According to a report unveiled by NASSCOM on Monday, India currently hosts more than 450 startups in the agritech sector, growing at a rate of 25 percent year-on-year.
The report titled "Agritech in India – Emerging Trends in 2019” says that the sector has received more than $248 million in funding as of June 2019, a massive growth of 300 percent as compared to the previous year. With the recent rise in funding, 48 percent Agritech CEOs, as per the NASSCOM Agritech CEO survey, believe to have the next Agritech unicorn in the coming three years.

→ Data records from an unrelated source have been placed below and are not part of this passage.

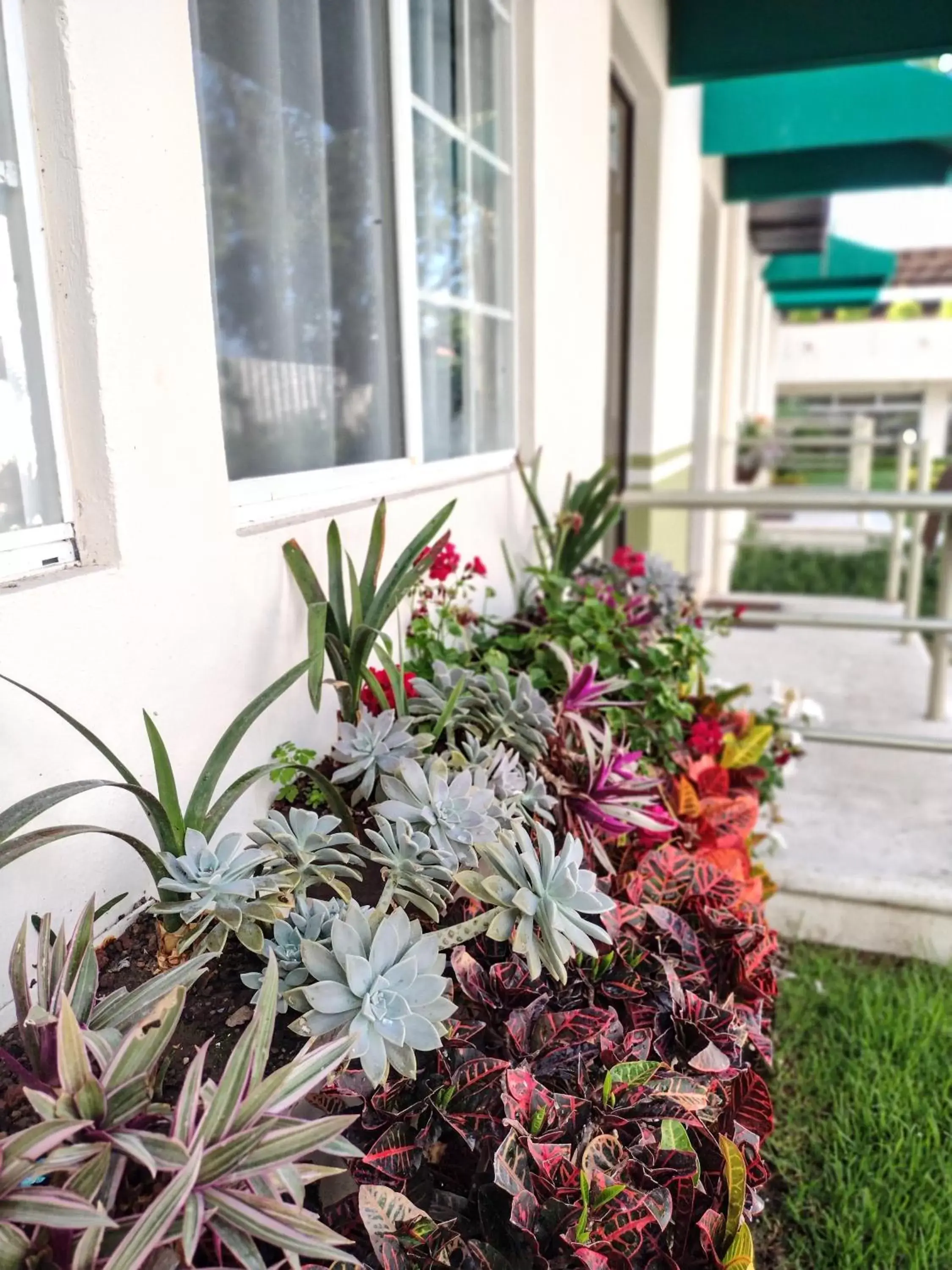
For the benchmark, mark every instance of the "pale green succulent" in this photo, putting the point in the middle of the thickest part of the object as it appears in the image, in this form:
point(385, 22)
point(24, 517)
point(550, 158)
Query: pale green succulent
point(452, 809)
point(310, 850)
point(374, 745)
point(489, 707)
point(385, 988)
point(415, 874)
point(224, 888)
point(537, 900)
point(311, 920)
point(520, 792)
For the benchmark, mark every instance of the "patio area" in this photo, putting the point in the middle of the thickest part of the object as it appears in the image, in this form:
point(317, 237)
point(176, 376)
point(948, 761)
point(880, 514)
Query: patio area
point(869, 832)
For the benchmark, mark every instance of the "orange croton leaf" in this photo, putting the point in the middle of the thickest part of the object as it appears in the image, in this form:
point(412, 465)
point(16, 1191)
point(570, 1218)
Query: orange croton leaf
point(735, 814)
point(688, 802)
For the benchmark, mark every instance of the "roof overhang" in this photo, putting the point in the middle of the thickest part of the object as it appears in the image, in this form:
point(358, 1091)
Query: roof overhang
point(713, 40)
point(805, 173)
point(789, 225)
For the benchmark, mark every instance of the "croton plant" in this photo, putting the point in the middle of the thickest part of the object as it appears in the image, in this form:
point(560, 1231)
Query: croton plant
point(515, 914)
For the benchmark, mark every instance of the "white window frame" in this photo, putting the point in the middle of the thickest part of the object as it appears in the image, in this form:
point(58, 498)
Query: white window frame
point(261, 501)
point(45, 547)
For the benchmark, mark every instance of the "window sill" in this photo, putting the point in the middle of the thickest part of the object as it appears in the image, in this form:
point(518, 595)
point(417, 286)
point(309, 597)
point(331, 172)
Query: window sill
point(351, 493)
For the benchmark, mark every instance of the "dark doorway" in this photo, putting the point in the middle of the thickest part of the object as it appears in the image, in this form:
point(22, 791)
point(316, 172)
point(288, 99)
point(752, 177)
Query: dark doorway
point(621, 138)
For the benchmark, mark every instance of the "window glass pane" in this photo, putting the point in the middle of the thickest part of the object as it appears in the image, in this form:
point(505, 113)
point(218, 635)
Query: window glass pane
point(492, 232)
point(440, 185)
point(294, 107)
point(30, 491)
point(443, 356)
point(493, 387)
point(437, 55)
point(489, 78)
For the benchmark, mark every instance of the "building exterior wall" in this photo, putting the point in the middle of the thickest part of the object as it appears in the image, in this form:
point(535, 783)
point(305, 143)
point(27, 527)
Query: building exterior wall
point(176, 607)
point(841, 353)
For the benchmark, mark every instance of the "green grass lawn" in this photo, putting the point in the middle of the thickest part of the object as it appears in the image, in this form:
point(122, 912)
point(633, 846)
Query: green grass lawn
point(864, 1102)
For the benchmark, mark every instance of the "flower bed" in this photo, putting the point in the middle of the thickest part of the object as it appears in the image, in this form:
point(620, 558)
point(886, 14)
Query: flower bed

Sharing her thoughts, Debjani Ghosh, President, NASSCOM said,
“India's agriculture sector is advancing steadily towards digital transformation and the startup ecosystem is playing a critical role here, bringing innovation and disruption in much-needed areas. Adoption of technology in agriculture has always needed a structured institutional focus and technology firms are trying to break into the agricultural landscape using newer business models.”
With more and more local farmers accepting the innovative startup solutions, there has been a considerable shift witnessed from B2C to B2B startups. Corporates and investors are playing a vital role in supporting this with over $200 million investment in B2B startups in the past 18 months, making it as a key revenue generating segment in the overall agritech sector.
According to the report, in the last five years, more than five global agritech companies have ventured in India, as compared to more than 25 Indian agritech companies with global presence.
New emerging areas like market linkage, digital agriculture, better access to inputs, FaaS and financing are attracting large traction and enabling agritech startups to bring forth farming-related advanced technological mechanisms to help local farming become a sustainable and profit-yielding enterprise.
With public private partnerships and government support, several Indian states have established progressive agritech policies with an aim to boost the industry. However, certain measures such as setting up of catalytic or micro funds (ranging $2-14 million ) to spur innovation, offer support in terms of incubation, acceleration, and catalytic funding, opening of incubation centres, curriculum changes in agriculture universities, building of a transparent data sharing policy, and engaging with startups in larger projects, needs to be implemented by state governments to further enhance the use of futuristic technologies and support the growing agritech sector in the country, the report added.
It is estimated that by 2020, the agritech sector to be at the center-stage of innovation and will lead India's journey towards overall transformation. Therefore, to achieve this goal, the ecosystem needs to focus towards driving innovation, data collaboration, easy working capital and providing digital infrastructure to enable real time access to farmers across the country.
Recently, Netherlands-based lender Rabobank and Indian impact investor Caspian have also announced the launch of a Rabo-Caspian Agtech Financing Fund with a pilot corpus of Rs 15 crore. The fund will provide customised debt solutions to companies operating in the agritech space in India.